From mboxrd@z Thu Jan  1 00:00:00 1970
From: "Jan Beulich" <JBeulich@suse.com>
Subject: VT-d spin loops
Date: Thu, 26 Jun 2014 11:30:06 +0100
Message-ID: <53AC124E020000780001D8FF@mail.emea.novell.com>
References: <53A96B80020000780001CB8F@mail.emea.novell.com>
	<53AC124E020000780001D8FF@mail.emea.novell.com>
Mime-Version: 1.0
Content-Type: text/plain; charset="us-ascii"
Content-Transfer-Encoding: 7bit
Return-path: <xen-devel-bounces@lists.xen.org>
Received: from mail6.bemta5.messagelabs.com ([195.245.231.135])
	by lists.xen.org with esmtp (Exim 4.72)
	(envelope-from <JBeulich@suse.com>) id 1X06wT-0008RI-6Q
	for xen-devel@lists.xenproject.org; Thu, 26 Jun 2014 10:30:09 +0000
Content-Disposition: inline
List-Unsubscribe: <http://lists.xen.org/cgi-bin/mailman/options/xen-devel>,
	<mailto:xen-devel-request@lists.xen.org?subject=unsubscribe>
List-Post: <mailto:xen-devel@lists.xen.org>
List-Help: <mailto:xen-devel-request@lists.xen.org?subject=help>
List-Subscribe: <http://lists.xen.org/cgi-bin/mailman/listinfo/xen-devel>,
	<mailto:xen-devel-request@lists.xen.org?subject=subscribe>
Sender: xen-devel-bounces@lists.xen.org
Errors-To: xen-devel-bounces@lists.xen.org
To: Kevin Tian <kevin.tian@intel.com>, Yang Z Zhang <yang.z.zhang@intel.com>, xen-devel <xen-devel@lists.xenproject.org>
Cc: Andrew Cooper <andrew.cooper3@citrix.com>, Malcolm Crossley <malcolm.crossley@citrix.com>, Donald D Dugger <donald.d.dugger@intel.com>
List-Id: xen-devel@lists.xenproject.org

All,

VT-d code currently has a number of cases where completion of certain
operations is being waited for by way of spinning. The various instances
can be identified relatively easily by grep-ing for all uses of
DMAR_OPERATION_TIMEOUT (the majority of instances use that
variable indirectly through IOMMU_WAIT_OP()), allowing for loops of
up to 1 second. While in many of the cases this _may_ be acceptable
(which would need to be proven for each individual case, also taking into
consideration how many of these spinning loops may be executed in a
row with no preemption/scheduling in between), the invalidation case
seems particularly problematic: Using DMAR_OPERATION_TIMEOUT is
a mistake here in the first place, as the timeout here isn't related to
response times by the IOMMU engine. Instead - with ATS in use - the
specification mandates a timeout of 1 _minute_ (with a 50% slack, the
meaning of which none of us [Andrew and Malcolm brought this issue
to my attention in private talks on the hackathon] was able to really
interpret in a sensible way).

So there are two things that need doing rather sooner than later:

First and foremost the ATS case needs to be taken into consideration
when doing invalidations. Obviously we can't spin for a minute, so
invalidation absolutely needs to be converted to a non-spinning model.
We realize this isn't going to be trivial, which is why we bring this up
here rather than coming forward with a patch right away.

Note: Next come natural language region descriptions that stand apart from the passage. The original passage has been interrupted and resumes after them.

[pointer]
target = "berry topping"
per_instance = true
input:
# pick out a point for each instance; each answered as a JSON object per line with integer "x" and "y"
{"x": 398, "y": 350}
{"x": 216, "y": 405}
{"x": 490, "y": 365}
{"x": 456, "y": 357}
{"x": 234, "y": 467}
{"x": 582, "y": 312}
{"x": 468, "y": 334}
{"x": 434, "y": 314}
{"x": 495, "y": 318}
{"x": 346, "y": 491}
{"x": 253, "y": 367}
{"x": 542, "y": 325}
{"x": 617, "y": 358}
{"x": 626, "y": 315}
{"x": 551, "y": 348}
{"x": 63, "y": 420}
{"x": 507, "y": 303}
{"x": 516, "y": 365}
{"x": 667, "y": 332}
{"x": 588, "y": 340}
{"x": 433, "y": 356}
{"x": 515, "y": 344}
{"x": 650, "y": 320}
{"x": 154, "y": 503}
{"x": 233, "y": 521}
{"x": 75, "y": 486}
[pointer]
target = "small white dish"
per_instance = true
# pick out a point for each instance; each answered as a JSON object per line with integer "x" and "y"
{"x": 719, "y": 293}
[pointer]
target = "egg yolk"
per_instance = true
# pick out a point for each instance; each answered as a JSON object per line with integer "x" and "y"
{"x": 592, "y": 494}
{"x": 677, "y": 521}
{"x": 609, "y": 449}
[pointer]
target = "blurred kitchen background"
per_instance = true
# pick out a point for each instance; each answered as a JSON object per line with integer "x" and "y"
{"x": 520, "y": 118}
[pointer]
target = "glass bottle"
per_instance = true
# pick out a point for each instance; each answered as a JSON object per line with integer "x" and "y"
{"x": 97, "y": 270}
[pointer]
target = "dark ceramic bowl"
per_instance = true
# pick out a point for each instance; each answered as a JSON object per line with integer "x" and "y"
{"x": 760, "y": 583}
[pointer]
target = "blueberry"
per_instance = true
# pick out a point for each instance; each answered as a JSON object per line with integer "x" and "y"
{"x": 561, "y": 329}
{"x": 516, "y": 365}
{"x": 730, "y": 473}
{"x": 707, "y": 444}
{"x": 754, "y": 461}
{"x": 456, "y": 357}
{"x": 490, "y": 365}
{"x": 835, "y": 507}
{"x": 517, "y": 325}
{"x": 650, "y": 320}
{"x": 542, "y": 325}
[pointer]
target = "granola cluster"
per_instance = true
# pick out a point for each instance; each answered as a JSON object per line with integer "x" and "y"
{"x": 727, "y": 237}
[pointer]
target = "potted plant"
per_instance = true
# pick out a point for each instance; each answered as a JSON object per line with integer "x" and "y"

Second, looking at Linux (which interestingly enough also spins, and
that even without any timeout) there are flags in the fault status
register that can be used to detect at least some loop abort conditions.
We should definitely make use of anything that can shorten these
spinning loops (as was already done in commit dd6d87a4 ["VT-d: drop
redundant calls to invalidate_sync()"] as a very tiny first step). The
main problem with trying to clone at least some of the functionality
from Linux is that I'm not convinced the replaying they do can
actually do anything good. Plus it's clear that - spinning or not - the
consequences of an invalidation request not completing successfully
need to be taken care of (and it's of no help that in all cases I looked
at so far errors passed up from the leaf functions sooner or later
get dropped on the floor or mis-interpreted).

And finally, all other spinning instances need to be audited to make
sure they can't add up to multiple-second spins (iirc we can't
tolerate more than about 4s without running into time problems on
certain hardware).

Jan